My task was to walk estate streets, knock on doors, and make appointments for their sales visits. When sufficient appointments were gathered the sales guys swept into the estate in their top-of-range limo, smoothed down their mohair suits and began their staged sales blag inside each family home.
To prospective customers they presented themselves as successful entrepreneurs, oozingly sympathetic to domestic problems, with every solution to a home's structural needs. It was a sleekly experienced pursuasive act, using every psychological cue, with the sales guys aiming to become adopted as the decision-maker's best friend and even godfather to any children.
Back in the car, the story was very different, whether they'd experienced a sale or a fail.
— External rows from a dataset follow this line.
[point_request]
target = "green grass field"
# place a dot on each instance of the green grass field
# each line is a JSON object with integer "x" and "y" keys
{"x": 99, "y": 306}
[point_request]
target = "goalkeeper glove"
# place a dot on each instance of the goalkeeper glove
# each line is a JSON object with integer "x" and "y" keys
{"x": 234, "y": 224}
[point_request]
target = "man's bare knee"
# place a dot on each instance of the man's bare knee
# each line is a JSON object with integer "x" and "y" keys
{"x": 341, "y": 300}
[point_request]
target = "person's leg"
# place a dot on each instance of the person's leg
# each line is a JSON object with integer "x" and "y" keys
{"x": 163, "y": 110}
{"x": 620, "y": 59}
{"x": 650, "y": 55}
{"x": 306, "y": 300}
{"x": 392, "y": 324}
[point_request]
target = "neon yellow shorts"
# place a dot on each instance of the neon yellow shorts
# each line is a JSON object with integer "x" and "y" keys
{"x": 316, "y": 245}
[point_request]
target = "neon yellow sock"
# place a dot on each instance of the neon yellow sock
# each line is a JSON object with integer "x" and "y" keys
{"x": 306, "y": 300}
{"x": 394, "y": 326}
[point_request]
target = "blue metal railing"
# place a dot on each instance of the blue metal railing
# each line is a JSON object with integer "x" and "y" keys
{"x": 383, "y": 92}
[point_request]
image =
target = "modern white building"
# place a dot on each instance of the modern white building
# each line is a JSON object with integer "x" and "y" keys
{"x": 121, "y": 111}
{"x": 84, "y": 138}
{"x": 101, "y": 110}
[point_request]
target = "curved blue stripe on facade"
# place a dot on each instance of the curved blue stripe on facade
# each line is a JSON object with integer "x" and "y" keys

Those who had rejected the sales guys extended efforts were illiterate, no-hoping idiots. Those who had succumbed to their sales act were idiots too—soft-headed, malleable suckers who'd fallen for all their tricks.
Fortunately for the salesmen, there were no hidden microphones recording the their real feelings toward the often vulnerable people they sought to pursuade, befriend and lift money from.
UPDATE
The nice man, nasty man trick. Sometimes when interviews went badly, a sales guy would return with a colleague who would harangue the householder in front of his family for not taking advantage of the opportunity he'd been offered. Nice guy would then intervene to calm and resolve the situation, playing down disagreements and smooth-talking the customer into gratefully accepting a very special offer.
Comparisons between these professional styles and those of our Prime Minister are, of course, subjective.